Fastest method of comparing two lists.

Simon Knight · Post by **Simon Knight** » Thu Jun 06, 2019 4:00 pm

Hi,
I am in the process of consolidating media files that are on various external drives onto one new large drive. Now many of the files are duplicated across the source drives and I want to ensure that I only have one copy of any given file on the destination drive.

I have created an application that compares two drives, source and destination, and produces a list of files that are unique to the source drive. The app then allows me to copy the file to the destination drive.

While my application works, unfortunately it took some 36 minutes to complete the list comparison when one of the lists describe a 4TB drive. So I needed to refactor.

I now have three versions of the application and they all run at different speeds. In all versions the data starts life as a text list of typically 90,000 lines of file paths e.g.

Code: Select all

/Volumes/MediaDisc_20120512/_Zack/onelight_V2/04 EXPOSURE 2.mp4

My first attempt took the raw list above and delimited the items using tabs so that the lines were changed tp look like :

Code: Select all

NA	NewMediaBU	Cinema_TV	Apollo 13.mp4	/Volumes/NewMediaBU/Cinema_TV/Apollo 13.mp4

The app used these lists passing them to the following function:

Code: Select all

Private function ListUniqueFiles @pMoviesSource, @pMoviesDestination
   set itemdel to tab
   repeat for each line tFile in pMoviesDestination
      put item 4 of tFile & cr after tDestinationFileNames  -- just the file names
   end repeat
   
   put 0 into tCopyCount
   put 0 into tUniqueCount
   repeat for each line tFile in pMoviesSource
      put item 4 of tFile into tFileName
      if item 4 of tFile is in tDestinationFileNames then
         -- do nothing
         add one to tCopyCount
      else
         -- List it as an uncopied file
         add one to tUniqueCount
         put tFile & cr after tUniqueFiles
      end if
      
   end repeat
   delete the last char of tUniqueFiles
   
   return tUniqueFiles
end ListUniqueFiles

My two test drives are Source with 27,000 files and destination with 89,000 files of all types.
The first app takes 68-70 seconds to produce a list of movie files that are unique to the source drive.

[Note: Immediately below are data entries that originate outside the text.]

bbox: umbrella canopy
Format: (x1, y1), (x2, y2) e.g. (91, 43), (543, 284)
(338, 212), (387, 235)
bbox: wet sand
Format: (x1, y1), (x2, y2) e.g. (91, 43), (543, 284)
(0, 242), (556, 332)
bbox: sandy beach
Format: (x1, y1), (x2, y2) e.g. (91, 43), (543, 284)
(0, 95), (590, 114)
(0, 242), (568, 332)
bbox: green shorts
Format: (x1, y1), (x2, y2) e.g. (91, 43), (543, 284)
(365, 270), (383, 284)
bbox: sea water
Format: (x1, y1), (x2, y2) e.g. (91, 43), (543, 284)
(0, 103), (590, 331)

So 68 seconds became the time to beat. Remember that the 4TB drive with some 380,000 files took 36 minutes to list audio files.

Next I decided to rewrite the app so that it stored the data in arrays and did the search of the destination using a binary chop search.

Code: Select all

private function UniqueFilesA @pSourceA,@pDestinationA
   ## passed two arrays - 
   ## returns an array of records that are unique to pSourceA
   
   put Recordcount (pDestinationA) into tDestinationCount
   put the keys of pSourceA into tSourceKeys
   put 0 into tCount
   put 0 into tFinds
   repeat for each line tKey in tSourceKeys
      if  BinarySearch (pDestinationA, pSourceA[tKey]["FileName"],0,tDestinationCount) then
         -- do nothing as the file is on both drives
         add 1 to tFinds
      else
         add 1 to tCount
         put pSourceA[tKey] into tUniqueToSourceA[tCount]
      end if
   end repeat
   put tFinds & " records found on both." & cr after field "debug"
   put tCount & " records found only on source." & cr after field "debug"
   return tUniqueToSourceA
end UniqueFilesA
   
private Function BinarySearch  @pArray, pItem, pLeft, pRight
   
   put pLeft into tLeft
   put pRight into tRight
   
   Repeat while tLeft <= tRight
      put floor ((tLeft+tRight)/2) into tMidpoint
      if pArray[tMidpoint]["FileName"] < pItem then
                  put tMidpoint + 1 into tLeft
      else if pArray[tMidpoint]["FileName"] > pItem then
         put tMidpoint - 1 into tRight
      else
         return true
      end if
      
   end Repeat
   Return false  -- not found
end BinarySearch

The arrays have numeric keys and using them reduced the time to produce the list down to 15.5 seconds.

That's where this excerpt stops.